Rapid industrialization also becomes focalized in the rich archive of the case history, which increasingly details railway and factory accidents. Such reports record a growing interest in occupational medicine, in which labor defines the body in new ways. The case history also revisits the vexed question of class, in physicians' reports of how environment shapes the body. Older medical concerns about the decadence of the idle rich and the privations of the poor gained scientific status with the use of statistics. The case became the basic unit grounding public health initiatives once investigators like John Snow began tracking clusters of cases to understand the geography and, eventually, the etiology of diseases like cholera. I am interested in mapping what happens in medicine and fiction when narrative turns the attention from the individual to the aggregate in this way - in particular, how this allows the narrator's voice to negotiate a new kind of authority.
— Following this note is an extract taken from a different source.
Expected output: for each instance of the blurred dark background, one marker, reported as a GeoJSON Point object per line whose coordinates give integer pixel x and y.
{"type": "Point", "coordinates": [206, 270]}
Finally, the history of case histories also allows us to track the developments in Victorian arguments over gender, sexuality, and race. From debates over man-midwives and chloroform for childbirth, to nursing reports from the Crimean War, and from Weir Mitchell's hysterics to Havelock Ellis's inverts, the case history offers a newly authoritative unit of knowledge from which Victorian culture attempts to construct certainty on contested questions of gender and sexual identity. In Tom Brown's Schooldays and Oakfield , as I argue in a paper I'm giving this fall, the physical weakness sanctioned by illness provides a narrative occasion for resolving the anxiety surrounding masculine responsibilities and friendships in the British empire. Similarly, the case history contains and mediates vexing questions of empire by providing a textual site for medicalizing racial and cultural differences. And, as I show in the Dickens talk I gave last year, a revised version of which is currently under review as a book article, case histories chronicle the birth of a professional imperial medicine and a growing fascination with exotic, "grotesque" diseases such as elephantiasis, hydroceles (scrotal tumors), and morbid obesity, thus locating British concerns over excessive growth and the security of national borders.
Overall, my current work on Victorian literature and the case history reflects my conviction that the case history, as a genre, provided Victorians with a powerful narrative instrument for the analysis and management of their world. Indeed, individual case histories, read closely and as a corollary to literary texts, help clarify some of the most significant questions agitating British Victorian culture. My next project will read Victorian literary and medical texts to examine how "excess sensibility" serves as a catchall diagnosis to contain cultural anxieties and reinforce stable categories of the body, in the midst of volatile debates over English identity and pervasive concerns over the borders of British culture. I anticipate that my future work on the Victorian novel will consider scientific ideologies more generally, but I will continue to focus on how novels engage with scientific narrative methodologies as a means of achieving literary and aesthetic, as well as cultural, goals.